Des chercheurs de l'Université de Stanford et de l'Institut Arc ont développé Evo, une intelligence artificielle capable de générer des séquences génomiques synthétiques à partir de zéro. Cet outil, entraîné sur des données génomiques microbiennes, a des applications potentielles en biotechnologie et en biologie synthétique.
Les modèles d'IA ont transformé les méthodologies dans diverses disciplines, en particulier en sciences biomédicales et en biologie moléculaire. Ces dernières années, des outils d'IA innovants avec de larges applications ont vu le jour, notamment pour l'identification de cibles thérapeutiques et la prédiction de structures protéiques.
Une étude publiée dans la revue Science a présenté Evo, un nouvel outil d'IA capable de générer des génomes complets à partir de zéro. Contrairement à d'autres systèmes d'IA, Evo utilise des modèles de langage de grande taille, lui permettant de générer des séquences génomiques bactériennes entières. Son développement ouvre de nouvelles opportunités pour la conception de protéines et de génomes synthétiques grâce à l'intelligence artificielle.
Evo est une IA générative basée sur des modèles de langage de grande taille, capable d'identifier des motifs dans l'ADN et de générer de nouvelles séquences. Dirigé par le Dr. Brian Hie, l'équipe a formé Evo avec des données provenant de plus de 27 millions de génomes procaryotes, de bactériophages et de plasmides, permettant ainsi d'identifier des motifs évolutifs dans l'ADN.
Un avancement significatif d'Evo par rapport aux modèles d'IA précédents réside dans sa longueur de contexte étendue, qui lui permet de traiter de longues séquences d'ADN. Alors que d'autres IA analysent des fragments d'ADN courts, Evo peut analyser des séquences plus longues, améliorant ainsi sa capacité à identifier les connexions entre les gènes et les séquences génomiques.
Après la conception d'Evo, l'équipe de recherche a évalué son efficacité à prédire l'impact des mutations sur la fonctionnalité des protéines. Ils ont introduit des mutations spécifiques dans les génomes de cellules procaryotes et ont comparé les prédictions d'Evo avec les résultats d'autres études ayant généré les mêmes mutations. Les résultats ont montré qu'Evo est plus efficace pour prédire les effets des mutations que d'autres modèles d'IA.
Dans une seconde phase de l'étude, l'équipe du Dr. Hie a évalué le potentiel d'Evo pour concevoir des versions optimisées de la protéine Cas9, un outil crucial pour l'édition génétique via CRISPR. Les auteurs ont formé le modèle avec plus de 70 000 séquences bactériennes codant pour des protéines Cas et leurs ARN associés.
Après l'entraînement, Evo a généré des millions de séquences synthétiques codant des enzymes Cas9. Le Dr. Hie et son équipe ont analysé ces séquences, sélectionnant les 11 versions les plus prometteuses pour une synthèse en laboratoire et une évaluation. Les résultats ont montré que certaines protéines Cas9 synthétisées par Evo étaient aussi efficaces que la version commerciale.
Historiquement, obtenir des versions plus efficaces de Cas9 représentait un défi majeur pour les chercheurs, nécessitant la découverte de bactéries ayant évolué pour posséder des variantes enzymatiques plus puissantes. 'Nous n'avons pas à attendre l'évolution pour créer une nouvelle Cas9', a expliqué le Dr. Hie.
La génération de génomes synthétiques reste un défi majeur en biologie synthétique. Le Dr. Hie et son équipe se sont demandé si Evo pouvait générer des séquences génomiques synthétiques complètes. L'IA a réussi à générer une grande partie des séquences génomiques, y compris des gènes essentiels pour la fonction cellulaire, mais a omis des régions génomiques critiques nécessaires à la survie.

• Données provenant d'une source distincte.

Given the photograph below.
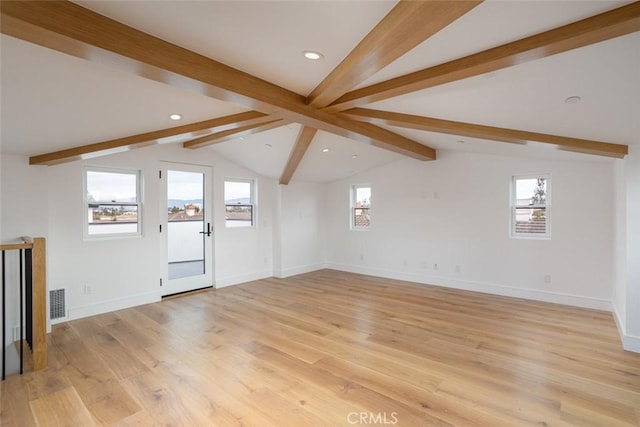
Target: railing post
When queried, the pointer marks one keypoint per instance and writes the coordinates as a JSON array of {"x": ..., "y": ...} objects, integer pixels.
[{"x": 39, "y": 304}]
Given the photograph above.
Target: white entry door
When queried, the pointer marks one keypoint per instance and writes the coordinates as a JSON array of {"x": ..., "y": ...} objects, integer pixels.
[{"x": 187, "y": 228}]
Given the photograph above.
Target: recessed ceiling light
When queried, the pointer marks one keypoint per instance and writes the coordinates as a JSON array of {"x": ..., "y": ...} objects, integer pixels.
[{"x": 313, "y": 55}]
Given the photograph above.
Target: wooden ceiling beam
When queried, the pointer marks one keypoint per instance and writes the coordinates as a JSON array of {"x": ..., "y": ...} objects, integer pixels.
[
  {"x": 614, "y": 23},
  {"x": 297, "y": 153},
  {"x": 146, "y": 139},
  {"x": 407, "y": 25},
  {"x": 69, "y": 28},
  {"x": 487, "y": 132},
  {"x": 230, "y": 134}
]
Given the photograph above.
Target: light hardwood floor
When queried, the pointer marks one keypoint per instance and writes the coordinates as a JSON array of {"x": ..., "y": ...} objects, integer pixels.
[{"x": 333, "y": 349}]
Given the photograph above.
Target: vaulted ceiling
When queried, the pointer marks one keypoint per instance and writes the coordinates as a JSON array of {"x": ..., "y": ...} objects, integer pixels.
[{"x": 401, "y": 79}]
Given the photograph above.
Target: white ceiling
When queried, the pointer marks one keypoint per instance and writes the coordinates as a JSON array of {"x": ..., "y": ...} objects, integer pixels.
[{"x": 52, "y": 101}]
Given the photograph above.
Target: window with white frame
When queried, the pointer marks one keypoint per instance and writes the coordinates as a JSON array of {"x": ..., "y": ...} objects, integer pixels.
[
  {"x": 112, "y": 202},
  {"x": 239, "y": 202},
  {"x": 360, "y": 207},
  {"x": 531, "y": 206}
]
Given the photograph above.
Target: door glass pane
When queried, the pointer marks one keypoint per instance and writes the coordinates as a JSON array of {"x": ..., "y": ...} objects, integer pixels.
[{"x": 185, "y": 237}]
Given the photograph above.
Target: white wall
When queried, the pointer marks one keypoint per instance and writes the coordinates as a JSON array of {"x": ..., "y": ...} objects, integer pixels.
[
  {"x": 23, "y": 212},
  {"x": 632, "y": 169},
  {"x": 619, "y": 297},
  {"x": 455, "y": 213},
  {"x": 126, "y": 272},
  {"x": 301, "y": 240}
]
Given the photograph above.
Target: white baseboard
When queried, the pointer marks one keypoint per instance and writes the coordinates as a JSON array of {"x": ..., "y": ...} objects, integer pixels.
[
  {"x": 301, "y": 269},
  {"x": 488, "y": 288},
  {"x": 222, "y": 282},
  {"x": 111, "y": 305},
  {"x": 629, "y": 342}
]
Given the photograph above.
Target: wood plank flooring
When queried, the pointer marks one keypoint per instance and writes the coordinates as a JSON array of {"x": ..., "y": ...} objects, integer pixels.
[{"x": 333, "y": 349}]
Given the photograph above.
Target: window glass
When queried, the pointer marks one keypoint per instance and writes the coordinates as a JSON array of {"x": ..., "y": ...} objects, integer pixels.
[
  {"x": 239, "y": 203},
  {"x": 112, "y": 202}
]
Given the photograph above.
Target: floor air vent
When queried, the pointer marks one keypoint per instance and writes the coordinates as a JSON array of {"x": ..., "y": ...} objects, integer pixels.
[{"x": 57, "y": 304}]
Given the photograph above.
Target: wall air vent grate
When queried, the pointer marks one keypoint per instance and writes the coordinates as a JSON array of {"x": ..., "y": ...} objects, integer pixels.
[{"x": 57, "y": 304}]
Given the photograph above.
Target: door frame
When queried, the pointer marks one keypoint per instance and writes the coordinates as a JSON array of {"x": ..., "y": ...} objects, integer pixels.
[{"x": 191, "y": 283}]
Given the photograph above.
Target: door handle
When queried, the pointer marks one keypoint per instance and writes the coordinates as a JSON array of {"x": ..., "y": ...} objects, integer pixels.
[{"x": 208, "y": 232}]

Une autre limitation d'Evo a été notée dans la génération de séquences de protéines Cas9 synthétiques, où l'IA a proposé des séquences non fonctionnelles. De telles erreurs sont courantes dans de nombreux autres modèles d'IA génératives basés sur des cadres de langage de grande taille, y compris ChatGPT.
Malgré ses limitations, Evo représente un avancement significatif dans l'utilisation d'outils d'IA génératives. Les recherches futures viseront à améliorer cet outil pour la conception de protéines et de génomes synthétiques.